Programming the Day of DH 2015

Hello!  My name is Jessica Dussault and I am a programmer for the Center for Digital Research in the Humanities at the University of Nebraska-Lincoln.  I work with a designer / programmer, metadata expert, and faculty members at the university to create new projects and maintain existing ones.

Often, we focus on one large project at a time.  Currently, we are working on completing the Nebraska Newspapers project, which is a Nebraska-specific implementation of the Library of Congress’s Chronicling America webpage.  On this, the Day of DH, the newspapers have taken up most of my time, broken up by smaller tasks.

When I first got to work, I put on a grim face as I went to check the progress of my thumbnail generation for the newspapers.  Since we opted to use a free utility, graphicsmagick, the on-the-fly conversion of jp2s to jpgs takes a bit longer than we would like, so we are pregenerating thumbnails that will show up in search results and individual newspaper overviews.  One of the newspaper batches had put up a fuss about reading some of the page’s jp2s, but reuploading them and running my generation script overnight did the trick.  As of this morning, all the batches were in the database, a solr index, and the thumbnails were ready to go.  That’s a nice feeling.

Next I turned my attention to the TODO list that Karin, my boss, and I had drawn up with remaining items for the newspapers.  Most of the ones left for me to do were fairly minor.  Changing some dropdowns, adding a field to a search, making sure that jquery behavior was as expected, etc.

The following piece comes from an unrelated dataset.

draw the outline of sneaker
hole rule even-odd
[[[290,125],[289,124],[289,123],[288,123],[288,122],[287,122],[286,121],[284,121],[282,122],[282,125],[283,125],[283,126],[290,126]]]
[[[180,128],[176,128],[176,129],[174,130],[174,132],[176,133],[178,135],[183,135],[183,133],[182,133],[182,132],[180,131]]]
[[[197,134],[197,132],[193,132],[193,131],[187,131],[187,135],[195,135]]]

I did run into an interesting problem while trying to fix the capitalization of the newspaper titles.  The Library of Congress has a naming scheme that involves capitalizing locations in a title, but not much else.  That means you might get “The daily Nebraskan” or “The Omaha daily bee” which just really drives me bonkers.  I happily went through capitalizing everything until I got to the Czech language newspapers we have in our digital collection, at which point I hesitated because I didn’t want to capitalize the wrong thing.  I messaged a friend from the Czech Republic to ask her advice, and she not only gave me capitalization advice, but she also immediately caught a typo in the title of one of the papers.  I brought it to the attention of our metadata expert and she is going to let the LoC know about the typo so that it can hopefully one day be corrected.  It was also fun learning about the fairly artistic names of the Czech papers, which are not so straightforward as the “Such and Such Herald” but are more along the lines of “The Echo of the West.”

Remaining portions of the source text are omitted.